Our purpose was to assess the epidemiological situation of pertussis among infants in the region of Sfax (southern Tunisia). From January 2013 to January 2014, infants consulting for a suspected diagnosis of whooping cough were included in this study. The laboratory diagnosis was based on Bordetella culture and detection of B. pertussis- B. parapertussis DNA by real-time PCR. Household contacts were asked to provide pertussis diagnostic specimens for PCR and serology. One hundred thirty six infants clinically suspected of whooping cough were enrolled. Fifty two infants (38.2%) had a confirmed B. pertussis positive laboratory diagnosis by real-time PCR, whereas, culture was negative in all cases. For household contacts of pertussis positive cases, 8 among 20 parents tested had positive serology among them 2 mothers had also a positive nasopharyngeal Bordetella PCR. Our study confirms that whooping cough remains a public health problem in Tunisia affecting not only infants but also adults.

Keywords

Pertussis; Bordetella ; Infants; Culture; PCR; Serology

Introduction

Whooping cough (pertussis) is a highly contagious human respiratory infection caused by Bordetella pertussis and Bordetella parapertussis . Despite the widespread use of the pertussis vaccine has resulted in a dramatic reduction in the incidence of whooping cough around the world, a resurgence of this bacterial infection noted in many countries have marked the two last decades and pertussis continues to be a public health concern even in countries with high vaccination coverage. In 2008, about 195000 children under the age of 5 died from this disease in the world which represented 2% of all deaths in this age group [1,2]. In 2010, WHO estimated the global incidence of pertussis of 50 million cases per year [2]. Waning immunity after natural infection or vaccination has been considered as one of the major reasons for the observed epidemiologic trend. In fact, according to a review of the literature, the infection-acquired immunity against pertussis disease and the vaccine-induced immunity wane after 4–20 years and 4–12 years, respectively [3].
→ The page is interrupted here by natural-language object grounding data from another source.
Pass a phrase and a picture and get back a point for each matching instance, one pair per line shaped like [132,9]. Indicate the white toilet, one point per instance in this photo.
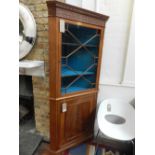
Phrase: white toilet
[116,119]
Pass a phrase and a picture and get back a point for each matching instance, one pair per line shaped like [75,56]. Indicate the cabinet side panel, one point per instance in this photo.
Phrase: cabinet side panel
[54,56]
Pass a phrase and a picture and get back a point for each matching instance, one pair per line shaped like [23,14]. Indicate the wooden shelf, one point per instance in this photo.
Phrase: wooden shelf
[66,72]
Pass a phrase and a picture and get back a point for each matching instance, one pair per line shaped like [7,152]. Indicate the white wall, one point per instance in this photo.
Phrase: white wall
[117,70]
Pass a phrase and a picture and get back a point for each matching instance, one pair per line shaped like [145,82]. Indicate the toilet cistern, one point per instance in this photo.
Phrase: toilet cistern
[116,119]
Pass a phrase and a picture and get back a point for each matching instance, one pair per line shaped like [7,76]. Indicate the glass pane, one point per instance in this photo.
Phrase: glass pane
[79,58]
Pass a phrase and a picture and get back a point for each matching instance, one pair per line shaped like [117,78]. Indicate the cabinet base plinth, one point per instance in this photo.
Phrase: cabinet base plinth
[48,151]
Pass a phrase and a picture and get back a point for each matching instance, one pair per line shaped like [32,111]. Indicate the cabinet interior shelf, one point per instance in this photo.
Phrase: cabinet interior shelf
[65,72]
[75,44]
[72,89]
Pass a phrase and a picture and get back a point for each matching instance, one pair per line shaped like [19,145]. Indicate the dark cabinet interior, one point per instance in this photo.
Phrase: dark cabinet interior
[75,51]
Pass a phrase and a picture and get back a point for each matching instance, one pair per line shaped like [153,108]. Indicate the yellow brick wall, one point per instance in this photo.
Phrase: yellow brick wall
[40,52]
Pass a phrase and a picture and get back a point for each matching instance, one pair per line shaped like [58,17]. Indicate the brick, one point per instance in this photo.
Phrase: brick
[42,27]
[42,20]
[40,7]
[42,34]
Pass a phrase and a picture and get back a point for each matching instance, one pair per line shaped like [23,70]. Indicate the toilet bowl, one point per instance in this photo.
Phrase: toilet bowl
[116,119]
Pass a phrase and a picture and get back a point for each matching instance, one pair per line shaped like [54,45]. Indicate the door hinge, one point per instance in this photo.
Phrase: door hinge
[64,107]
[62,25]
The incidence of pertussis is still underestimated in many countries namely Tunisia due to the difficulty of clinical and laboratory diagnosis. In Tunisia, the whole-cell pertussis vaccine was introduced in 1979. The Tunisian vaccination schedule includes three primary doses at 2, 3 and 6 months and a booster at 18 months. The coverage rate for the first 3 doses is high (≥ 90%). According to data from the Tunisian Ministry of Health, 0 to 8 cases of pertussis have been reported annually between 2000 and 2006. However, a recent study performed at the Children's Hospital of Tunis (northern Tunisia), showed that these figures are underestimated [4]. Given the underestimation of the incidence of pertussis in our country and particularly in Sfax (southern Tunisia), we conducted this prospective study to establish a microbiological diagnosis of pertussis in Sfax, study the clinical and laboratory features of the disease and establish the possible preventive measures.

Patients and Methods

Patients and samples

Between 1 January 2013 and 31 January 2014; infants clinically suspected of pertussis who were consulting or admitted in public and private healthcare facilities in the region of Sfax were enrolled. Inclusion criteria were typical pertussis with paroxysmal cough, inspiratory whoop and posttussive vomiting, prolonged and severe hypoxic access, drawling acute bronchiolitis, malignant pertussis, severe spasmodic cough lasting more than one week, apnea and deep bradycardia. Nasopharyngeal specimens obtained by swab (eSwab^®) or aspirate were collected from suspected whooping cough patients for Bordetella culture and detection of B. pertussis -B. parapertussis DNA by real-time PCR (Polymerase Chain Reaction). Clinical data were collected from a standardized questionnaire that accompanied the specimens. Clinical and biological variables included gender and age, pertussis vaccination status, clinical course, contact with an individual with prolonged cough illness, lymphocytosis and administration of antibiotics prior to sampling. Vaccination was considered as outdated when patients hadn’t received the correct number of doses corresponding to their age.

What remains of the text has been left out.